Senado marca votação de PEC que cria aposentadoria especial para agentes de saúde

Governo tenta barrar proposta com impacto estimado de até R$ 30 bilhões na Previdência em dez anos
Por O Correio de Hoje
30/06/2026 | 15:16

O presidente do Senado, Davi Alcolumbre, pautou para esta terça-feira 30 a votação da Proposta de Emenda à Constituição (PEC) que institui aposentadoria especial para agentes comunitários de saúde e agentes de combate às endemias. A proposta é tratada pelo governo federal como mais uma “pauta-bomba” em tramitação no Congresso Nacional, diante do impacto estimado de R$ 30 bilhões nas contas da Previdência ao longo dos próximos dez anos.
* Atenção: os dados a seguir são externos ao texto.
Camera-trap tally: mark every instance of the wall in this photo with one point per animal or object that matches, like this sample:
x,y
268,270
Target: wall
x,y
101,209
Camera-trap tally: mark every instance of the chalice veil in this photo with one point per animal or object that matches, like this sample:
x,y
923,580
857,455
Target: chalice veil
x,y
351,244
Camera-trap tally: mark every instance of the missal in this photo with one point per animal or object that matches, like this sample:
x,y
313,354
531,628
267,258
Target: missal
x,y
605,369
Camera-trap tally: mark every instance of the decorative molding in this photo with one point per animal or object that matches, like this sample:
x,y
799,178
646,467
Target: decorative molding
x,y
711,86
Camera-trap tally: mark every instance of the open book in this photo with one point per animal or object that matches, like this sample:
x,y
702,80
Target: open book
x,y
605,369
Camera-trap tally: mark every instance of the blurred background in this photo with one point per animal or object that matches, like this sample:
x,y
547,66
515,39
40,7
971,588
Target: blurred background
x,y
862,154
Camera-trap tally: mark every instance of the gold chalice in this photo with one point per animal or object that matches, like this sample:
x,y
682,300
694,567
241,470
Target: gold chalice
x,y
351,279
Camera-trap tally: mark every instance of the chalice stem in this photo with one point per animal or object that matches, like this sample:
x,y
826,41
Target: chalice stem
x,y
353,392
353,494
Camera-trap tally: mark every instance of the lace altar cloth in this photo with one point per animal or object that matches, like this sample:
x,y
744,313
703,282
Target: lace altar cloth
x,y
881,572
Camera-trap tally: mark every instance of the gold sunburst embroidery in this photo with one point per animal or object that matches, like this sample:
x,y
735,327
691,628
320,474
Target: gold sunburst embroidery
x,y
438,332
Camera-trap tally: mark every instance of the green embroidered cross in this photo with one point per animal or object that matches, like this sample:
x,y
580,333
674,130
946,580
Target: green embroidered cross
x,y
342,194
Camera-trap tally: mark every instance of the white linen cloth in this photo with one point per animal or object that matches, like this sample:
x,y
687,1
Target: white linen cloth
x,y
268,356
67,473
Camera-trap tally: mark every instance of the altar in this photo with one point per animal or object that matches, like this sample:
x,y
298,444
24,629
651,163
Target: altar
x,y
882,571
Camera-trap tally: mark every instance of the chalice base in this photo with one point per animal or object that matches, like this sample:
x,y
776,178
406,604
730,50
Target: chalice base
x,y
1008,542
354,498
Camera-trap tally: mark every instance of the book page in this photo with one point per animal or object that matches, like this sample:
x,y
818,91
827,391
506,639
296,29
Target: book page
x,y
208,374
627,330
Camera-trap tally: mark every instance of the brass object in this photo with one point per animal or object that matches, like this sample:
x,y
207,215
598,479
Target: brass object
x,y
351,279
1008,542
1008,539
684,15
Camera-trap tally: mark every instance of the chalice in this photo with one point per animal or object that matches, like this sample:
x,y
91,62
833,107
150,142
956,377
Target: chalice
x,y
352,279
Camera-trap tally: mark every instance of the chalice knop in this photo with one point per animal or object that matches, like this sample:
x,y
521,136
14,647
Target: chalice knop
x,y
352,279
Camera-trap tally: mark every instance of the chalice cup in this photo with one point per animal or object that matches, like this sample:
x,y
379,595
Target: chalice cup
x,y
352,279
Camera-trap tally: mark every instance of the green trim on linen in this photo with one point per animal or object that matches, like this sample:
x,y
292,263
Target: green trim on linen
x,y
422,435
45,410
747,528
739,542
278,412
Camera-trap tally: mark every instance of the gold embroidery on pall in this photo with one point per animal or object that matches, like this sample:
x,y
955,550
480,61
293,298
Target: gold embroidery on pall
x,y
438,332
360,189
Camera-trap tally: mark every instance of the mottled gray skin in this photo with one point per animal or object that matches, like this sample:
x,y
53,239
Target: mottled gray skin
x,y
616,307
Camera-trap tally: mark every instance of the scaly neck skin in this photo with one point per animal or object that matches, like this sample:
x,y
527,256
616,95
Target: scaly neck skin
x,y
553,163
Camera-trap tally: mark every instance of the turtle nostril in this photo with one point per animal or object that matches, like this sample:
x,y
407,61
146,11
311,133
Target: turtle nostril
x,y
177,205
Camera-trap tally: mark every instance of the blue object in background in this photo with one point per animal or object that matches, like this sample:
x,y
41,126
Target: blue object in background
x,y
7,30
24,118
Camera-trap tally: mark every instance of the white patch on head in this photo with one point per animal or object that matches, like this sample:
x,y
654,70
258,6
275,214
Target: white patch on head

A equipe econômica tenta impedir a votação da matéria, que já foi aprovada pela Câmara dos Deputados em outubro do ano passado e recebeu parecer favorável da Comissão de Constituição e Justiça (CCJ) do Senado no último dia 10. Senadores favoráveis ao texto articulam a realização dos dois turnos de votação ainda nesta terça-feira, acelerando a tramitação da proposta.

Alcolumbre foto Carlos Moura
Proposta pautada por Davi Alcolumbre tem impacto bilionário nas contas - Foto: Carlos Moura / Senado

De acordo com estimativas dos ministérios da Fazenda, do Planejamento e da Previdência, a PEC elevará em aproximadamente R$ 3 bilhões por ano a insuficiência financeira dos regimes previdenciários, totalizando cerca de R$ 30 bilhões em uma década. A Confederação Nacional de Municípios, no entanto, calcula que o impacto poderá alcançar R$ 69 bilhões no mesmo período.

Pela proposta, agentes comunitários de saúde e agentes de combate às endemias passarão a ter direito à aposentadoria especial aos 57 anos de idade, no caso das mulheres, e aos 60 anos, para os homens, desde que cumpram 25 anos de contribuição e de efetivo exercício na atividade. O texto também estabelece regras de transição para os profissionais que já estão na carreira, permitindo aposentadoria em idade inferior até 2041, além de estender o benefício aos agentes indígenas de saúde e de saneamento.

O governo argumenta que a medida cria uma nova exceção às regras estabelecidas pela Reforma da Previdência de 2019 e amplia a pressão sobre as contas públicas em um momento de busca pelo equilíbrio fiscal. Apesar da resistência do Executivo, líderes partidários avaliam que a proposta tem amplo apoio entre os senadores e deve repetir a votação expressiva obtida na Câmara.

Nos últimos meses, sob a presidência de Alcolumbre, o Senado aprovou outras propostas de elevado impacto fiscal, como projetos relacionados à renegociação de dívidas de produtores rurais, ao aumento do piso salarial de médicos e à aposentadoria especial para enfermeiros. Ao defender a inclusão da PEC na pauta, o presidente da Casa afirmou que não poderia ser “o único vilão” responsável por impedir a tramitação de matérias que contam com apoio majoritário dos parlamentares.